1 of 8

Components

Overview

Functionality

Create Batch Features: ELT/ETL systems like Spark and SQL are used to transform data in the batch store.
Create Stream Features: Stream features are created from streaming services such as Kafka or Kinesis, and can be pushed directly into Feast via the Push API.
Feast Apply: The user (or CI) publishes versioned controlled feature definitions using feast apply. This CLI command updates infrastructure and persists definitions in the object store registry.
Feast Materialize: The user (or scheduler) executes feast materialize which loads features from the offline store into the online store.
Model Training: A model training pipeline is launched. It uses the Feast Python SDK to retrieve a training dataset that can be used for training models.
Get Historical Features: Feast exports a point-in-time correct training dataset based on the list of features and entity dataframe provided by the model training pipeline.
Deploy Model: The trained model binary (and list of features) are deployed into a model serving system. This step is not executed by Feast.
Prediction: A backend system makes a request for a prediction from the model serving service.
Get Online Features: The model serving service makes a request to the Feast Online Serving service for online features using a Feast SDK.

Components

A complete Feast deployment contains the following components:

Feast Registry: An object store (GCS, S3) based registry used to persist feature definitions that are registered with the feature store. Systems can discover feature data by interacting with the registry through the Feast SDK.
Feast Python SDK/CLI: The primary user facing SDK. Used to:
- Manage version controlled feature definitions.
- Materialize (load) feature values into the online store.
- Build and retrieve training datasets from the offline store.
- Retrieve online features.
Stream Processor: The Stream Processor can be used to ingest feature data from streams and write it into the online or offline stores. Currently, there's an experimental Spark processor that's able to consume data from Kafka.
Batch Materialization Engine: The Batch Materialization Engine component launches a process which loads data into the online store from the offline store. By default, Feast uses a local in-process engine implementation to materialize data. However, additional infrastructure can be used for a more scalable materialization process.
Online Store: The online store is a database that stores only the latest feature values for each entity. The online store is either populated through materialization jobs or through stream ingestion.
Offline Store: The offline store persists batch data that has been ingested into Feast. This data is used for producing training datasets. For feature retrieval and materialization, Feast does not manage the offline store directly, but runs queries against it. However, offline stores can be configured to support writes if Feast configures logging functionality of served features.
Authorization Manager: The authorization manager detects authentication tokens from client requests to Feast servers and uses this information to enforce permission policies on the requested services.

Registry

The Feast feature registry is a central catalog of all feature definitions and their related metadata. Feast uses the registry to store all applied Feast objects (e.g. Feature views, entities, etc). It allows data scientists to search, discover, and collaborate on new features. The registry exposes methods to apply, list, retrieve and delete these objects, and is an abstraction with multiple implementations.
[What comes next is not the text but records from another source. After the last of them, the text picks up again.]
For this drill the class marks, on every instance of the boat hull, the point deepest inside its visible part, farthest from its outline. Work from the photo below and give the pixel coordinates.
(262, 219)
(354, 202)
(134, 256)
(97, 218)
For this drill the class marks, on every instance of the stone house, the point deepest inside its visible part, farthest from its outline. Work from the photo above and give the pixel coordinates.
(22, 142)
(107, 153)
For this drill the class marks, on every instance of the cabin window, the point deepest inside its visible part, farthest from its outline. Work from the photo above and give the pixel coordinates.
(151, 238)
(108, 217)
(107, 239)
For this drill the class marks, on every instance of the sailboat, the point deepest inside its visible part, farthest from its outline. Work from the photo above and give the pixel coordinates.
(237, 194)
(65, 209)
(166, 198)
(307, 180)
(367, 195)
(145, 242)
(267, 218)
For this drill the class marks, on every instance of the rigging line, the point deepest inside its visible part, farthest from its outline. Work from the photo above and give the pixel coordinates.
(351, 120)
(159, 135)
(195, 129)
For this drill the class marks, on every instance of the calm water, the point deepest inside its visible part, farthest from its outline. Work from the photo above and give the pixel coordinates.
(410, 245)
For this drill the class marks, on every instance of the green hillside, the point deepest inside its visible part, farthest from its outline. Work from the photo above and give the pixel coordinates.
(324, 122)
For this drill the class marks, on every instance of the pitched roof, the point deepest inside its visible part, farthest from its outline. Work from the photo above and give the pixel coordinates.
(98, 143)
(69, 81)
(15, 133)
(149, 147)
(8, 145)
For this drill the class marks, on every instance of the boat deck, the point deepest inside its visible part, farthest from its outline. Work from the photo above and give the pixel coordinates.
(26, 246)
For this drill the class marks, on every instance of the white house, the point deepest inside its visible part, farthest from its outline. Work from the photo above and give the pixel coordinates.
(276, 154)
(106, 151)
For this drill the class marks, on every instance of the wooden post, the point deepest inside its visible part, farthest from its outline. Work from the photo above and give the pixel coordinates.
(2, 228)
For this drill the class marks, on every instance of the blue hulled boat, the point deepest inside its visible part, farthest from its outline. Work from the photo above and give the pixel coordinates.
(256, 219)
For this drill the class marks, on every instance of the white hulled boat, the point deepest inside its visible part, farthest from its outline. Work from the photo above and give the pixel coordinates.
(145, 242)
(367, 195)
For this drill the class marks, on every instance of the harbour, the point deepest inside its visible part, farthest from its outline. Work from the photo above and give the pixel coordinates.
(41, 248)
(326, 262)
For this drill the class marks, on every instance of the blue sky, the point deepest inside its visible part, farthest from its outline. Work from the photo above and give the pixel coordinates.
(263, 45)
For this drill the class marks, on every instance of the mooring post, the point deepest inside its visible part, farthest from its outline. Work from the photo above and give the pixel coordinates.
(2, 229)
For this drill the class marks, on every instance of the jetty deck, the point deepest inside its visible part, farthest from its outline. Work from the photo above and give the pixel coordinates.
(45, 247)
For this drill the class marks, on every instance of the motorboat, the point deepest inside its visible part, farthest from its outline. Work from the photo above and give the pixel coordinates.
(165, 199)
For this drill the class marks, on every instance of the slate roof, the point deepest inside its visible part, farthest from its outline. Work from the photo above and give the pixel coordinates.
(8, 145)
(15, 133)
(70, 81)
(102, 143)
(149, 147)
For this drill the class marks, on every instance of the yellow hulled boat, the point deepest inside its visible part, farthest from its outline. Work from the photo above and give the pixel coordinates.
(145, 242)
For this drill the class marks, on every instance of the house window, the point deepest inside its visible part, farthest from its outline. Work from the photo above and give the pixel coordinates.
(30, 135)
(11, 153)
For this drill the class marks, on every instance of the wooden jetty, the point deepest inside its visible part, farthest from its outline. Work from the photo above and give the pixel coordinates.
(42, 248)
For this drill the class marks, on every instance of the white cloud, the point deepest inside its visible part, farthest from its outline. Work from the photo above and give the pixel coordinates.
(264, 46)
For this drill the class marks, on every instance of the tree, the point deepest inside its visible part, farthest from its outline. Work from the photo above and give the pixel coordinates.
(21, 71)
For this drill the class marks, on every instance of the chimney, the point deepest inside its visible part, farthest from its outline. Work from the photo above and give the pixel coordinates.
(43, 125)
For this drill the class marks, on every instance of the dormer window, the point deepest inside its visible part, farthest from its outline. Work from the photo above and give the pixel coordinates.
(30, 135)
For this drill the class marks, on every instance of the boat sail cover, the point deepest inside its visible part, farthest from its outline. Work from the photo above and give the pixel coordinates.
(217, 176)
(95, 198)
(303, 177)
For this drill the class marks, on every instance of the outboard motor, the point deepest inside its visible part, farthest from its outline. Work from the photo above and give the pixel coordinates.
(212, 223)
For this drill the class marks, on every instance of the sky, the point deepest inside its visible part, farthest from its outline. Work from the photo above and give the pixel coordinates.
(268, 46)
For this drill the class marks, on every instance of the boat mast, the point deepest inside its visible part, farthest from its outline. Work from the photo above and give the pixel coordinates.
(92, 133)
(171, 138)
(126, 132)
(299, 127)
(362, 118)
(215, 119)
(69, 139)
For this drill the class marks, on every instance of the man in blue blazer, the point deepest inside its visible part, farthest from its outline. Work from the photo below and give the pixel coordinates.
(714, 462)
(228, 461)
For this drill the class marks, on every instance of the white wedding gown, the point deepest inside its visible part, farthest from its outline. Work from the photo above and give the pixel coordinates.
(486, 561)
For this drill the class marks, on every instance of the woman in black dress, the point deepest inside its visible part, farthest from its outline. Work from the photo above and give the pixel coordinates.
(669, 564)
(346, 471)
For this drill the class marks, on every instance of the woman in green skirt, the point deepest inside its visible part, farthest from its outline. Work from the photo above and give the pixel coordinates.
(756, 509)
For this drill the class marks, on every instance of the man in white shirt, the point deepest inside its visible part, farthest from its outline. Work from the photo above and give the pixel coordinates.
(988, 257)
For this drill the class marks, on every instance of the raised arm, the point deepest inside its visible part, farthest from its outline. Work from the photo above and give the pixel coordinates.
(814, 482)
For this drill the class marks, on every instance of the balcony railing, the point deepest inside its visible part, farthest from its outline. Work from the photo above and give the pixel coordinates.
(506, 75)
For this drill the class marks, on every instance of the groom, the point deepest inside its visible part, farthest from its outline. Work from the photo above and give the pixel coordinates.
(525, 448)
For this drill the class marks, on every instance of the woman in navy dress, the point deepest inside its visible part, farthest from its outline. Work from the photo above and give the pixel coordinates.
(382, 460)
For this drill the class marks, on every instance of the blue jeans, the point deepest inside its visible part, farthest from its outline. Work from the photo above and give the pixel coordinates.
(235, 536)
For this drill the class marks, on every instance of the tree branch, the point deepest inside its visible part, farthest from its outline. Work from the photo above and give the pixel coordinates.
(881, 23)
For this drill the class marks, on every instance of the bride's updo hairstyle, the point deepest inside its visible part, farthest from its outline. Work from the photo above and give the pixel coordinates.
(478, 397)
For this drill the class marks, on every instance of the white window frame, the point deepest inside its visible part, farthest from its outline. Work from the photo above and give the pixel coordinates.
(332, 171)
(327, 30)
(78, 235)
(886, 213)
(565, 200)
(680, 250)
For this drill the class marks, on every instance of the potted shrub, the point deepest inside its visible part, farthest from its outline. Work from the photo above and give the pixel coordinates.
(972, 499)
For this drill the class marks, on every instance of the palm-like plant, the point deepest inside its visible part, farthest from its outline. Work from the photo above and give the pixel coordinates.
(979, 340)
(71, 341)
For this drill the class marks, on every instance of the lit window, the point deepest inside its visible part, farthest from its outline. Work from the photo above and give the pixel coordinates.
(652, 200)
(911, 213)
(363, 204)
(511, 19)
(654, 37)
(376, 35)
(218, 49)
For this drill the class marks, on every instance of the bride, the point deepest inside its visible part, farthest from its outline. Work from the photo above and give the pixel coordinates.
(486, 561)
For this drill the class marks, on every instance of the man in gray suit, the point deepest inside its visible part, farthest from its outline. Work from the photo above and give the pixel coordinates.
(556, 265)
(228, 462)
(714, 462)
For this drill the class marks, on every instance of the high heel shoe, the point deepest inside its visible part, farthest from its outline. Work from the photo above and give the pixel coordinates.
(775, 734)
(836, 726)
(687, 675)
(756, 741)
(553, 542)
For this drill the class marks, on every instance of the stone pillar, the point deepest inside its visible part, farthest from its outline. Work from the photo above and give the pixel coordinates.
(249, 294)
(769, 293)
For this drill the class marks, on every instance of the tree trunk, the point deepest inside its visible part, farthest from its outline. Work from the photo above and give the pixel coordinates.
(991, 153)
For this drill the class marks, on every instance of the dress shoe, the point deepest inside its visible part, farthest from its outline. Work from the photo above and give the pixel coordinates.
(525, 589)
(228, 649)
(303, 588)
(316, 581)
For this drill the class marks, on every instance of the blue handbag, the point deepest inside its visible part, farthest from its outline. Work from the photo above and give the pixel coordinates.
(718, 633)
Feast comes with built-in file-based and sql-based registry implementations. By default, Feast uses a file-based registry, which stores the protobuf representation of the registry as a serialized file in the local file system. For more details on which registries are supported, please see Registries.

Updating the registry

We recommend users store their Feast feature definitions in a version controlled repository, which then via CI/CD automatically stays synced with the registry. Users will often also want multiple registries to correspond to different environments (e.g. dev vs staging vs prod), with staging and production registries with locked down write access since they can impact real user traffic. See Running Feast in Production for details on how to set this up.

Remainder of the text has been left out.